2. Background Code Context: Runs as a service worker, completely isolated from both the page and content script.
   

These separate contexts communicate through controlled browser APIs, leaving little trace in the main page. This isolation makes Rilide and similar malware extremely difficult to detect using conventional page-based security measures.

Moreover, browser extensions are relatively easy to build due to powerful APIs and available permissions, allowing attackers to create complex and evasive malware with less effort. As a result, threat actors are increasingly shifting from traditional web injections to extension-based approaches.

Rilide exemplified a major evolution in browser-based threats, where extensions offer a combination of persistence, privilege, stealth, and ease of deployment. This trend marks a significant shift in cyberattack strategies and calls for heightened vigilance and advanced detection mechanisms tailored to browser extension activity.

Disabling or Removing Browser Extensions

With the reasons as to why you would want to disable or remove extensions out the way, how to actually do so can be explored.

Disabling or Removing Extensions in Chrome

1. Go to the top bar in Chrome and click on the Extensions icon (the puzzle piece icon towards the top right of the browser window). Then, click on the Manage extensions (found towards the bottom of the extensions drop down menu) option.
2. Pick an extension from the menu and click on the toggle next to it to disable it, the oval toggle button should change color from blue to light gray.
3. If you want to permanently remove the extension, click on the Remove (left of the toggle) button.
4. A popup window will appear. Click on the Remove button.

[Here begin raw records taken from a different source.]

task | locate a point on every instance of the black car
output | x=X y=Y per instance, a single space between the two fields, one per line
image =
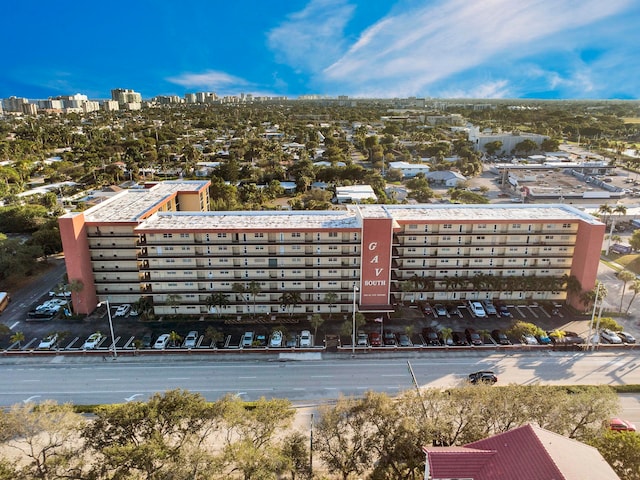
x=459 y=339
x=485 y=376
x=389 y=339
x=473 y=337
x=500 y=337
x=430 y=337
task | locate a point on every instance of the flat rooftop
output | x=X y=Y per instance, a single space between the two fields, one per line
x=133 y=205
x=439 y=213
x=259 y=220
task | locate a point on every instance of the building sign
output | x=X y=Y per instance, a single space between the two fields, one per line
x=376 y=261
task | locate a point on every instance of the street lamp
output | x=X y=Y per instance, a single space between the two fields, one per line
x=113 y=338
x=353 y=332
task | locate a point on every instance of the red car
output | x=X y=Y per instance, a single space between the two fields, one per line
x=619 y=425
x=375 y=340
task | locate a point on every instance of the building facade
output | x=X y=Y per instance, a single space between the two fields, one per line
x=161 y=242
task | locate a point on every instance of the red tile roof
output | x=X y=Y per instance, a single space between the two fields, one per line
x=525 y=453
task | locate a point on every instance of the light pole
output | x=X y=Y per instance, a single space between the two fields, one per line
x=113 y=338
x=353 y=331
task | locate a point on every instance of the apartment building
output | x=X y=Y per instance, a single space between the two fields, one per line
x=161 y=242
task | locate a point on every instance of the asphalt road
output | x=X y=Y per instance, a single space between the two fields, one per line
x=303 y=381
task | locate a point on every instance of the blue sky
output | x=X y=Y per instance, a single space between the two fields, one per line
x=554 y=49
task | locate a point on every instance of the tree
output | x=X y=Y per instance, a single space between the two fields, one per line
x=340 y=439
x=173 y=300
x=316 y=322
x=625 y=277
x=47 y=434
x=215 y=335
x=156 y=439
x=621 y=450
x=330 y=298
x=217 y=299
x=18 y=338
x=635 y=288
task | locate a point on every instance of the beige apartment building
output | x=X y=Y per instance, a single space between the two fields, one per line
x=161 y=242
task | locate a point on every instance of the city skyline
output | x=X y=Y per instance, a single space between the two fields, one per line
x=375 y=49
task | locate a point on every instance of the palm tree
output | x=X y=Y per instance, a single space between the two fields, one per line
x=217 y=299
x=173 y=300
x=290 y=300
x=330 y=298
x=316 y=321
x=254 y=289
x=625 y=276
x=635 y=288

If you have Google’s sync functionality enabled in Chrome, removing an extension will remove it from all Chrome browsers running on different systems with the same Google account. You can use the Chrome web store to re-add the extension in the future.

Disabling or Removing Extensions in Edge

1. Press the Ctrl + T keys to open a new tab in Edge. Type edge://extensions/ in the address bar and press Enter to open the Extensions page.
2. You will see a complete list of installed extensions. Click on the toggle next to an active extension to disable it.
3. To remove an extension, click on the Remove option present below the extension’s description.
4. A popup window will open in the top right corner. Click on the Remove button to confirm your decision.

Disabling or Removing Extensions in Firefox

1. Navigate to the top right area and click on the Extensions icon (the puzzle piece icon towards the top right). Then click on the Manage extensions (bottom of the drop-down menu) option.
2. Go to the Enabled section and find the extension you want to disable. Then click on the toggle to disable it.
3. To remove an extension, click the icon with three dots next to the toggle switch, on the Remove option.

It should be noted, Firefox does offer an Undo option after you remove an extension. You can use it to restore an extension you removed unintentionally.